If the command python -c 'from mwlib.cdb import cdbwiki' does not give any error message and your shell is able to find tokenizer and ngram (from srilm) you should be in good shape.

Known Issues

(On OS X) fatal error: 'timelib_config.h' file not found (see this issue), solution:
  1. pip download timelib which saves timelib zipped to your current folder
  2. extract the zip-archive and edit setup.py:
    # change the following
    ext_modules=[Extension("timelib", sources=sources,
                            libraries=libraries,
                            define_macros=[("HAVE_STRING_H", 1)])],
    # to this
    ext_modules=[Extension("timelib", sources=sources,
                            include_dirs=[".", "ext-date-lib"],
                            libraries=libraries,
                            define_macros=[("HAVE_STRING_H", 1)])],

Running on the English Wikipedia

The project comes with pre-configuration for the following snapshots.

NB: the snapshots aren't hosted by wikimedia anymore, so you will have to configure a new snapshot until we are able to host the snapshots somewhere.

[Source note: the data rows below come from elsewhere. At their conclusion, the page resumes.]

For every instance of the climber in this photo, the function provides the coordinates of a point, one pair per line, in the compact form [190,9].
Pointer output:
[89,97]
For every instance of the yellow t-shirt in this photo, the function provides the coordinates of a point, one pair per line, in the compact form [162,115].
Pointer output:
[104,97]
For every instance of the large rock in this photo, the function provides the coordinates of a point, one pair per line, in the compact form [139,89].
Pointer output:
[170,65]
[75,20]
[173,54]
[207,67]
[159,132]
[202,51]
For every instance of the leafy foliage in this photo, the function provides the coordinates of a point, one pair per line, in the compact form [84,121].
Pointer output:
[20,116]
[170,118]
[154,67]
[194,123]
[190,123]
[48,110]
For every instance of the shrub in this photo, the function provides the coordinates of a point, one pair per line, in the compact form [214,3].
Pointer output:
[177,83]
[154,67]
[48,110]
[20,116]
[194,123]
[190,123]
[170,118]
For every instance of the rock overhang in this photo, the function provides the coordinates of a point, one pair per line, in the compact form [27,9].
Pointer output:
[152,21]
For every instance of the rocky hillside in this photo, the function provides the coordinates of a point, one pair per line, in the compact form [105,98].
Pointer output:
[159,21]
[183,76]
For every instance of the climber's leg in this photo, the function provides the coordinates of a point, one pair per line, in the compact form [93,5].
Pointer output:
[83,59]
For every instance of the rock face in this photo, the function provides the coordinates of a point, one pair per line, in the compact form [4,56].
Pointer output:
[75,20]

Using a pre-configured snapshot

  1. Downlad the snapshot
  2. Decompress: bunzip enwiki-SNAPSHOT_DATE-pages-articles.xml.bz2
  3. Create a constant database: mw-buildcdb --input enwiki-SNAPSHOT_DATE-pages-articles.xml --output OUTDIR
  4. Change the wikiconf entry in /wcb/enwiki-SNAPSHOT_DATE/paths.txt to point to the wikiconf.txt file generated in the previous step.
  5. The WCB modules in this project need access to the paths.txt configuration file. They determine its location by examining the PATHSFILE environment variable, set it like so: export PATHSFILE=/wcb/enwiki-SNAPSHOT_DATE/paths.txt (in your ~/.bash_profile for persistence).

Configuring a new dump

  1. Choose and downlad a recent snapshot from WikiMedia, look for the enwiki-SNAPSHOT_DATE-pages-articles.xml.bz2 file.
  2. Decompress: bunzip enwiki-SNAPSHOT_DATE-pages-articles.xml.bz2
  3. Create a constant database: mw-buildcdb --input enwiki-SNAPSHOT_DATE-pages-articles.xml --output OUTDIR
  4. Now you have to add configuration for a new snapshot. Copy the enwiki-20170201 directory in the repo to a new directory reflecting your snapshot's date.
  5. Change the wikiconf entry in /wcb/enwiki-SNAPSHOT_DATE/paths.txt to point to the wikiconf.txt file generated in step 3.
  6. The WCB modules in this project need access to the paths.txt configuration file. They determine its location by examining the PATHSFILE environment variable, set it like so: export PATHSFILE=/wcb/enwiki-SNAPSHOT/paths.txt (in your ~/.bash_profile for persistence).

Test run

To test the configuration, try running the corpus builder on the list of test articles, like so:

mkdir test-dir
python /wcb/scripts/build_corpus.py --article-list /wcb/test-articles.txt test-dir

> OUTPUT:
[2017-06-06 21:40:49,360 build_corpus.log_progress()] Progress: 100.000% (saved article 3 of 3)
[2017-06-06 21:40:49,360 build_corpus.log_progress()] Empty articles (probably redirects): 2 of 3 (66.67%)
[2017-06-06 21:40:49,360 build_corpus.log_progress()] Time per article: 0.534s
[2017-06-06 21:40:49,360 build_corpus.log_progress()] Time elapsed: 0d:0h:00m:01s
[2017-06-06 21:40:49,360 build_corpus.log_progress()] Estimated time left: 0d:0h:00m:00s

The first invocation of this command will take some time as it will examine all the templates in the snapshot. On completion, you should see the compressed parsed test run in test-dir (which only includes Alberto Masi as the other articles are redirects).

Full run

mkdir out-dir
python /wcb/scripts/build_corpus.py -p NUMBER_OF_PROCESSES out-dir

Adding support for additional languages

In progress...

Script invocation

- python build_corpus.py (builds a corpus for a complete dump or specified list of articles)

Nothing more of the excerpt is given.